In the semiconductor industry, systems for transporting wafers between process locations in a sputtering system are well known. Typically circular silicon wafers of various diameters are moved between positions at which metallic coatings are sputtered onto the wafer or at which etching occurs. This process takes place in a vacuum chamber in order to eliminate contamination of the wafer surface. The goal of all such transport systems is to move the wafer from one process location to another.

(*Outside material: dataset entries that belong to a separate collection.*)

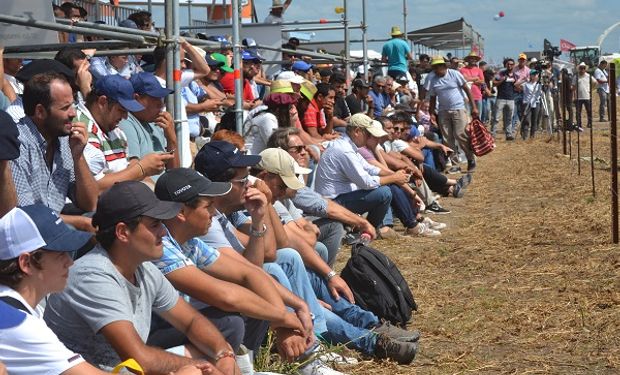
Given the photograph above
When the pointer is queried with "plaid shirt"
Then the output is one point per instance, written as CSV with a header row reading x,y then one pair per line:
x,y
34,181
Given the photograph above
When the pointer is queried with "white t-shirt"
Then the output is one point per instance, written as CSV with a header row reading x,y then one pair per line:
x,y
27,345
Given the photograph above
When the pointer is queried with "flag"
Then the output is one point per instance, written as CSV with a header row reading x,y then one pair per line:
x,y
566,46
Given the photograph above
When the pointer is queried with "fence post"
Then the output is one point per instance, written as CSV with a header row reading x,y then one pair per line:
x,y
613,137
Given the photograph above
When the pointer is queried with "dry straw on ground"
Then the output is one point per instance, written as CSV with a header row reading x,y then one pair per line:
x,y
525,279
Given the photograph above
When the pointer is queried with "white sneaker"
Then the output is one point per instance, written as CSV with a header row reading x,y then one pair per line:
x,y
434,224
316,367
422,230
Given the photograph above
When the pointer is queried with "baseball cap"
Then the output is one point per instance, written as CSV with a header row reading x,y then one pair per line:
x,y
214,158
290,76
301,65
119,90
359,83
29,228
185,184
9,137
127,200
278,161
145,83
360,120
221,58
249,54
43,66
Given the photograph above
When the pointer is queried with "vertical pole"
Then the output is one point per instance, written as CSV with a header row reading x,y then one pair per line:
x,y
614,154
592,146
365,40
238,73
182,136
347,46
190,21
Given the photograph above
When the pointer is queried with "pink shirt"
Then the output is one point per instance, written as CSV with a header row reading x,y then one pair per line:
x,y
469,73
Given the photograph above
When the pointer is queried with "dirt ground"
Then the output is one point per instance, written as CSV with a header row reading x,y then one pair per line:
x,y
525,279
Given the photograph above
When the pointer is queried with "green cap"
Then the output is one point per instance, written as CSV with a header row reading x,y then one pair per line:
x,y
221,58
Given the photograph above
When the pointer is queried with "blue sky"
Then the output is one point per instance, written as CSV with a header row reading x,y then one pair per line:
x,y
527,22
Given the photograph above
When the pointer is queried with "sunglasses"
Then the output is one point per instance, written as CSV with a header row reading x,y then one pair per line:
x,y
296,149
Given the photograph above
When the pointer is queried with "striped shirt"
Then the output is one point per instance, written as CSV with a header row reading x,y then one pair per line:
x,y
105,152
34,181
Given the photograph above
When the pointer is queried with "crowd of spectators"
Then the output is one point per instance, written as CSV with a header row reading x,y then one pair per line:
x,y
113,248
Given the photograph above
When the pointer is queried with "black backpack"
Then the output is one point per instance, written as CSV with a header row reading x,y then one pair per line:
x,y
378,285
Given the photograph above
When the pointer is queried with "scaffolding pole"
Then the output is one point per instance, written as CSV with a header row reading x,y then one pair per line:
x,y
364,40
238,73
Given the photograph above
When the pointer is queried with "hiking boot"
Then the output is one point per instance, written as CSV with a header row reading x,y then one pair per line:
x,y
434,224
387,234
465,180
435,208
401,352
422,230
471,165
396,333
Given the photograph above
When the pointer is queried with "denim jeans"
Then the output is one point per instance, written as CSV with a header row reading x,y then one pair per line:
x,y
506,108
289,271
331,235
376,202
347,323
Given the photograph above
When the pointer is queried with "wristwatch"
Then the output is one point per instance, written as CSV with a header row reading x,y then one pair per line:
x,y
258,233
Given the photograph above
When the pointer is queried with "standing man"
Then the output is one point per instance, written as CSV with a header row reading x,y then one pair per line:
x,y
396,53
580,88
504,81
277,11
446,85
602,78
474,77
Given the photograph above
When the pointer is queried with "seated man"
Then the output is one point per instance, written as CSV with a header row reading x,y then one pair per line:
x,y
150,130
106,151
105,312
328,215
344,176
348,323
51,166
34,264
230,284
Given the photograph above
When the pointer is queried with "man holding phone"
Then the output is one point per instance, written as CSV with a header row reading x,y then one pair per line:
x,y
151,129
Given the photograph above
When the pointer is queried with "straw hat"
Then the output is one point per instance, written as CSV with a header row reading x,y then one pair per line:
x,y
472,56
396,31
437,60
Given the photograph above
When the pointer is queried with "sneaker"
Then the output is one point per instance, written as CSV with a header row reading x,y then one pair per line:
x,y
388,234
434,224
465,180
471,165
454,170
317,367
422,230
396,333
401,352
435,208
458,191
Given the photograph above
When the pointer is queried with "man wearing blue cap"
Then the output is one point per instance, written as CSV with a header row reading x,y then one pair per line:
x,y
106,151
151,129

The transport system within the vacuum chamber can include shuttles to move wafers horizontally and elevators to move wafers vertically. The motion of such shuttles and elevators must be coordinated in order to deliver the wafer from shuttle to elevator or elevator to shuttle. In order to increase the efficiency and volume of output of wafer processing systems, sputtering systems are often designed to process multiple wafers at the same time. Such multiple wafer systems often require moving a shuttle past an internal station where a wafer is being processed without interferring.
Shuttles which pass wafers along a track in a horizontal position are often used with elevators which lift the wafer from the shuttle through a hole in the center of the shuttle. These transport systems have the disadvantage that the shuttle cannot be moved while the elevator is up. Only after the elevator has returned the wafer to the shuttle and withdrawn from the center of the shuttle can the shuttle move.
The objects of this invention then are to describe an elevator and shuttle suitable for lifting a workpiece from a shuttle while permitting the shuttle to move while the elevator is in the up position, to make such an apparatus simple, rugged and inexpensive to manufacture, and to provide firm support for the wafer at all times.